Wagenknecht ist unter den Beliebtheitsrankings der Politiker seit vielen Jahren unter den Top 5. Ihre Bücher sind allesamt Bestseller und die Veranstaltungssäle bei ihren Vorträgen und Lesungen sind stets gut gefüllt. Sie ist die Linken-Politikern mit den meisten Talkshowauftritten und weiß auch innerhalb ihrer eigenen Partei immer noch ein solides Netzwerk hinter sich. Laut einer INSA-Befragung ist sie selbst unter AfD-Anhängern hinter Alice Weidel und vor Tino Chrupalla sehr beliebt.

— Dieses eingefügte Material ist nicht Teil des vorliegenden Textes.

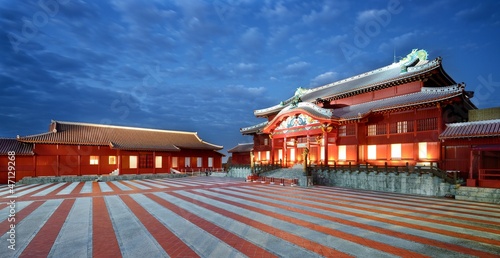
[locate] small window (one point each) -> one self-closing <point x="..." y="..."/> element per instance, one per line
<point x="133" y="161"/>
<point x="94" y="160"/>
<point x="112" y="160"/>
<point x="158" y="162"/>
<point x="199" y="162"/>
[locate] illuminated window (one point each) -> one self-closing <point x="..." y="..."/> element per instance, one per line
<point x="146" y="161"/>
<point x="94" y="160"/>
<point x="372" y="151"/>
<point x="342" y="152"/>
<point x="158" y="162"/>
<point x="372" y="130"/>
<point x="396" y="151"/>
<point x="133" y="161"/>
<point x="422" y="150"/>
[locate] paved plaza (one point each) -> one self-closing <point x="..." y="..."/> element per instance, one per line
<point x="224" y="217"/>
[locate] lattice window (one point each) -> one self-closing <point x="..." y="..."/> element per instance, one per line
<point x="427" y="124"/>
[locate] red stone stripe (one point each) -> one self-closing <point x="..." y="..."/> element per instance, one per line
<point x="104" y="243"/>
<point x="390" y="221"/>
<point x="229" y="238"/>
<point x="19" y="216"/>
<point x="408" y="216"/>
<point x="336" y="233"/>
<point x="174" y="246"/>
<point x="418" y="239"/>
<point x="366" y="195"/>
<point x="297" y="240"/>
<point x="41" y="244"/>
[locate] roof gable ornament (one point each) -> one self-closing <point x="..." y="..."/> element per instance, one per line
<point x="412" y="58"/>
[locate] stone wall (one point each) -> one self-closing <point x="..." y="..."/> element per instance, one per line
<point x="412" y="183"/>
<point x="478" y="194"/>
<point x="239" y="172"/>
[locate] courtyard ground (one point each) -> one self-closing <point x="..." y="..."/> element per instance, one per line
<point x="224" y="217"/>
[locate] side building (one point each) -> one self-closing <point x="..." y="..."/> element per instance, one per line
<point x="76" y="149"/>
<point x="393" y="115"/>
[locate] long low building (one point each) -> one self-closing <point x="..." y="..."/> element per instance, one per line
<point x="76" y="149"/>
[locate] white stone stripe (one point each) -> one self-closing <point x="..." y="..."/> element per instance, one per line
<point x="105" y="187"/>
<point x="30" y="190"/>
<point x="155" y="185"/>
<point x="133" y="238"/>
<point x="68" y="189"/>
<point x="121" y="186"/>
<point x="200" y="241"/>
<point x="49" y="190"/>
<point x="87" y="187"/>
<point x="352" y="230"/>
<point x="169" y="183"/>
<point x="265" y="240"/>
<point x="416" y="232"/>
<point x="17" y="188"/>
<point x="452" y="205"/>
<point x="315" y="236"/>
<point x="374" y="203"/>
<point x="143" y="187"/>
<point x="75" y="237"/>
<point x="27" y="229"/>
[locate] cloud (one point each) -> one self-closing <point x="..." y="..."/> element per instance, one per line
<point x="297" y="68"/>
<point x="324" y="78"/>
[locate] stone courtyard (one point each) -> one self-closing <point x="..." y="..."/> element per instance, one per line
<point x="225" y="217"/>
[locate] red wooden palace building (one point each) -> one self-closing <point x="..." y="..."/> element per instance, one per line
<point x="75" y="149"/>
<point x="394" y="115"/>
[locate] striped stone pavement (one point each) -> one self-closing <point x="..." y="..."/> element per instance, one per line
<point x="222" y="217"/>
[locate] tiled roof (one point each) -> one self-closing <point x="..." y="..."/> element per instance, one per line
<point x="382" y="76"/>
<point x="120" y="137"/>
<point x="426" y="95"/>
<point x="254" y="128"/>
<point x="242" y="147"/>
<point x="485" y="128"/>
<point x="20" y="148"/>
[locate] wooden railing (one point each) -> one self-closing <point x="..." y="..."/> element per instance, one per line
<point x="449" y="177"/>
<point x="489" y="174"/>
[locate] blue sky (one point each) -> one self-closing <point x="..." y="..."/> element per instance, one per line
<point x="204" y="66"/>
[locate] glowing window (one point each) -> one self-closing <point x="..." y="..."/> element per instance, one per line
<point x="396" y="151"/>
<point x="422" y="150"/>
<point x="158" y="162"/>
<point x="342" y="152"/>
<point x="372" y="151"/>
<point x="133" y="161"/>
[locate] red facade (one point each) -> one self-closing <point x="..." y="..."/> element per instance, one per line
<point x="391" y="116"/>
<point x="55" y="157"/>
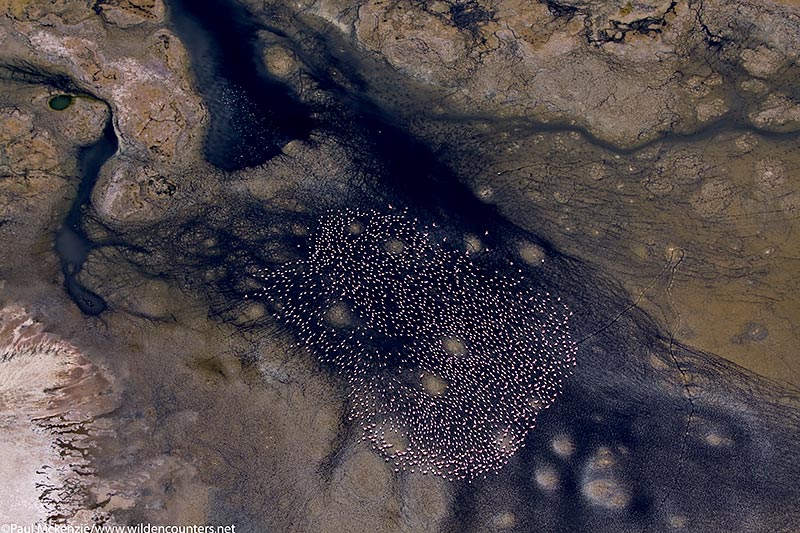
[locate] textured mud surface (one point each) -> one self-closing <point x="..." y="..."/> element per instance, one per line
<point x="407" y="266"/>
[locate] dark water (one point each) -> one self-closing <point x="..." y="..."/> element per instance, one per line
<point x="71" y="244"/>
<point x="615" y="400"/>
<point x="252" y="115"/>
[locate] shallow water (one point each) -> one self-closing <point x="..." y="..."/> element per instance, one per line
<point x="273" y="362"/>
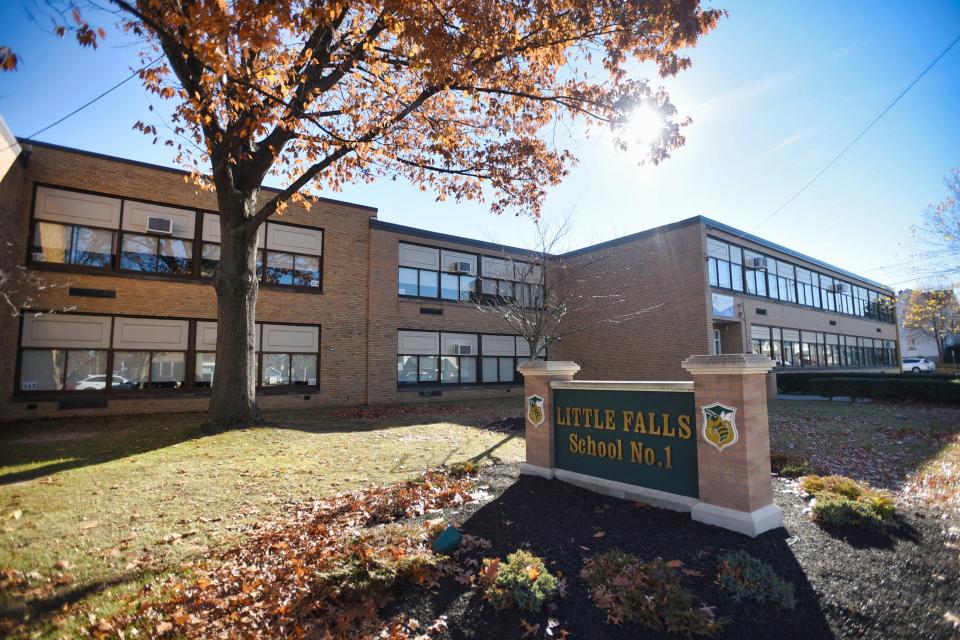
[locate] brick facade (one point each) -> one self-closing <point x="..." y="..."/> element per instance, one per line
<point x="359" y="312"/>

Wagenknecht ist die entscheidende Chiffre des innerparteilichen Konflikts der Linken, rund um die kommende Ausrichtung der Partei, die zwar aufgrund ihrer strukturellen West-Schwäche nie große Sprünge auf Bundesebene machen konnte, aber immerhin in Ostdeutschland auf ein gefestigtes Protestwählermilieu zurückgreifen kann.
Dieses Protestwählermilieu ist nun jedoch fast vollständig in der AfD aufgegangen. Und so ziehen die beiden Parteilager der Linken teilweise völlig unterschiedliche Schlüsse aus dem Exodus der Linkspartei-Wählerschaft. Während der Parteivorstand der Linken sich tendenziell in Richtung der urbanen und postmateriellen Großstadtmilieus orientiert, will Wagenknecht wieder an die linken Traditionsmilieus innerhalb der klassischen Arbeiterschichten anknüpfen.
In den letzten Monaten erschienen gleich mehrere Umfragen von verschiedenen Instituten, die sich mit dem Wählerpotential einer möglichen Wagenknecht-Liste auseinandersetzten. Wagenknecht trifft einen Nerv in der deutschen Wählerschaft. 19% der deutschen Wähler können sich laut Umfrage von Wahlkreisprognose vorstellen, eine Liste-Wagenknecht zu wählen.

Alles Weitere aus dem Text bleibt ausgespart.